James C. Goodale offers a view of events as seen from his perch as general counsel at the Times during the case. Goodale was not a First Amendment lawyer back when the case broke; the general counsels of great newspapers in that era were typically more concerned with business dealings than with constitutional niceties. He had to get up to speed, and he immersed himself in the intricacies of the espionage statutes.
His reading of both the law and the purloined documents themselves led him to favor publication. His own experience as an intelligence officer in the Army—where he and his colleagues regularly clipped articles from the New York Times, stamped them “secret,” and locked them in a vault—had already convinced him that the workings of the secrecy system were “nonsensical.” The documents taken by Ellsberg were historical in nature: Not one of them was from the Nixon era, which was already well into its third year, and nothing in them, Goodale believed, would cause harm to national security—least of all the kind of grave harm that might trump the newspaper’s right to publish under the First Amendment.
But matters were not so simple. First, there were internal battles at the Times to fight. Arthur Ochs “Punch” Sulzberger, the paper’s proprietor, wanted the opinion of outside counsel. Should the newspaper face a criminal indictment, both its reputation and its economic survival would be at stake.

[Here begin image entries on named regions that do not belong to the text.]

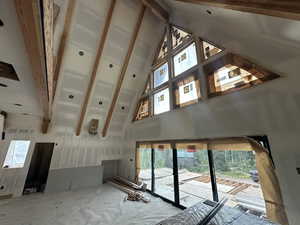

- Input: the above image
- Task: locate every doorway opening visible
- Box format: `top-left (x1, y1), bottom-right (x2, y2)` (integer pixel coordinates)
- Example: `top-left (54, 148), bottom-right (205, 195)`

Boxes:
top-left (23, 143), bottom-right (54, 194)
top-left (136, 136), bottom-right (272, 216)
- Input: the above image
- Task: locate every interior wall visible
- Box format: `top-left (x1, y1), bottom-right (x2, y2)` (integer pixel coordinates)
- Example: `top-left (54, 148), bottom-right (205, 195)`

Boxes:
top-left (0, 114), bottom-right (129, 197)
top-left (127, 11), bottom-right (300, 225)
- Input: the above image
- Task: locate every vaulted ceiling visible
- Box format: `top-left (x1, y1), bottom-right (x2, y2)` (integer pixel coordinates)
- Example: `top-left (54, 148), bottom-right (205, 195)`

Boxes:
top-left (0, 1), bottom-right (42, 117)
top-left (0, 0), bottom-right (300, 136)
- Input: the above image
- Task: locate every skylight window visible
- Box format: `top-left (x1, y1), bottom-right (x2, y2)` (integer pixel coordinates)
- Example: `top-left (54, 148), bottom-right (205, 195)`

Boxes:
top-left (153, 63), bottom-right (169, 88)
top-left (173, 42), bottom-right (198, 76)
top-left (202, 41), bottom-right (222, 59)
top-left (3, 140), bottom-right (30, 168)
top-left (154, 88), bottom-right (170, 115)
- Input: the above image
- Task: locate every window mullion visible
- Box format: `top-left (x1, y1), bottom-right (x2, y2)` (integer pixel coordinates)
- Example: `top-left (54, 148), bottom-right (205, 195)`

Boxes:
top-left (151, 145), bottom-right (155, 193)
top-left (195, 37), bottom-right (208, 100)
top-left (167, 25), bottom-right (174, 111)
top-left (207, 150), bottom-right (219, 202)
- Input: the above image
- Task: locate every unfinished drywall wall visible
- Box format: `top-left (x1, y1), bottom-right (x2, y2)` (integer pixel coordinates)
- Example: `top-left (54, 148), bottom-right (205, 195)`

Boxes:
top-left (127, 6), bottom-right (300, 225)
top-left (0, 114), bottom-right (129, 197)
top-left (45, 166), bottom-right (103, 193)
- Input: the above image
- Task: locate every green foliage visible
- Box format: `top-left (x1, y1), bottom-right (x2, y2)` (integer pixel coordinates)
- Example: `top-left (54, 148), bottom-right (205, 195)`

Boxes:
top-left (140, 149), bottom-right (256, 178)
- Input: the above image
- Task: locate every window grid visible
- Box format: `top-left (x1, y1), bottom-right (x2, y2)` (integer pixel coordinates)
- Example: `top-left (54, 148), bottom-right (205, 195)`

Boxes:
top-left (134, 25), bottom-right (279, 121)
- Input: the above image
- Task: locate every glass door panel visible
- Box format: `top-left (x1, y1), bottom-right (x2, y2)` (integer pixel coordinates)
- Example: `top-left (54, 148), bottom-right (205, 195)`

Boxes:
top-left (153, 144), bottom-right (174, 202)
top-left (213, 150), bottom-right (265, 215)
top-left (176, 143), bottom-right (213, 207)
top-left (137, 145), bottom-right (152, 190)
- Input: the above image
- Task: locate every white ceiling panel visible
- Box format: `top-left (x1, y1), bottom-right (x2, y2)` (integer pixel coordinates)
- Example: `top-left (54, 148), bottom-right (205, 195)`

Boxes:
top-left (64, 44), bottom-right (95, 76)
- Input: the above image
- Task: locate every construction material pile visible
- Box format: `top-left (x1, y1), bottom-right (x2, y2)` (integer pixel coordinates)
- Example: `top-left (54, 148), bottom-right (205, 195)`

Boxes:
top-left (107, 177), bottom-right (150, 203)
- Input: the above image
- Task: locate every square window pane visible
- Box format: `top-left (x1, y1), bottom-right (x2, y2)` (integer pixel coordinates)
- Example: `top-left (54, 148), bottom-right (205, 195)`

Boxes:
top-left (154, 88), bottom-right (170, 115)
top-left (135, 98), bottom-right (150, 120)
top-left (173, 43), bottom-right (198, 76)
top-left (153, 63), bottom-right (169, 88)
top-left (203, 41), bottom-right (222, 59)
top-left (3, 141), bottom-right (30, 168)
top-left (175, 76), bottom-right (200, 107)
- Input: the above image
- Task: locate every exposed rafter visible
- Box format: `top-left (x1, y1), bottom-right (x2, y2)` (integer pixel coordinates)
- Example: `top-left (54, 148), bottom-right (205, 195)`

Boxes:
top-left (42, 0), bottom-right (54, 108)
top-left (53, 0), bottom-right (76, 97)
top-left (76, 0), bottom-right (116, 136)
top-left (102, 5), bottom-right (146, 137)
top-left (142, 0), bottom-right (170, 23)
top-left (175, 0), bottom-right (300, 20)
top-left (15, 0), bottom-right (51, 130)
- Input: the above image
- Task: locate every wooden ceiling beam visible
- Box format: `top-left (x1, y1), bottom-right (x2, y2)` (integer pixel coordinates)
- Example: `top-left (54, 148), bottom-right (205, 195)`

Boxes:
top-left (14, 0), bottom-right (51, 132)
top-left (175, 0), bottom-right (300, 20)
top-left (76, 0), bottom-right (116, 136)
top-left (102, 4), bottom-right (146, 137)
top-left (42, 0), bottom-right (54, 110)
top-left (53, 0), bottom-right (76, 97)
top-left (142, 0), bottom-right (170, 23)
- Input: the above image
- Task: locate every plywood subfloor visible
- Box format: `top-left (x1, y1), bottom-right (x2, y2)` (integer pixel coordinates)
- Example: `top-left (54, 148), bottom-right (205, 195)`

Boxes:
top-left (0, 184), bottom-right (181, 225)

Sulzberger bypassed an infuriated Goodale and turned to the law firm of Lord, Day & Lord, a pillar of the New York legal firmament, for guidance. Lord, Day & Lord was represented by its senior partner, Louis Loeb, who, among other items on his résumé, had, himself, served as general counsel of the Times for two decades. Loeb’s position, as summarized by Goodale, was that it would “not only . . . be a crime to publish classified information, but it would be a crime even to look at the Pentagon Papers, because they were classified.”
Loeb’s arguments—unthinkably quaint today—did not prevail. Indeed, his demurral on publication contributed to the demise of his 150-year-old law firm. The Times went forward, Attorney General John Mitchell filed for a restraining order, the presses temporarily halted, and the case moved in rapid-fire succession up the rungs of the judicial system, from trial court to appeals court to the Supreme Court.
Goodale believes that the Supreme Court, in its momentous 6-3 ruling denying Mitchell’s request for an injunction, made the right call. And it would be churlish to argue the point. The government found it impossible to prove to the satisfaction of the Court that disclosure of the materials in the 7,000 copied pages would cause the kind of grave harm that would justify a prior restraint, a measure not rooted in any statute and without precedent in federal court. Indeed, the government’s hastily concocted claims about damage were breathtakingly weak.
Goodale—and not only Goodale, but an entire generation of journalists—came away from this searing battle with the Nixon administration believing that government claims about the importance of secrecy are almost always spurious. Indeed, intense skepticism about government justifications for secrecy is one of the defining legacies of the case. Through his ill-considered actions in the Pentagon Papers case, Richard Nixon poisoned a well. And it is from that well that we are all forced to drink today.
Some of that poison is evident in the concluding chapters of Goodale’s book, when he takes up the problems of secrecy under George W. Bush and Barack Obama. Goodale sees in the government’s efforts to stanch national security leaks nothing more than a continuing “war against the press.” In Bush’s case, the war was “very much like Nixon’s,” while Barack Obama, for his part, has “seamlessly carried forward the main ingredients of Bush’s war against the press.”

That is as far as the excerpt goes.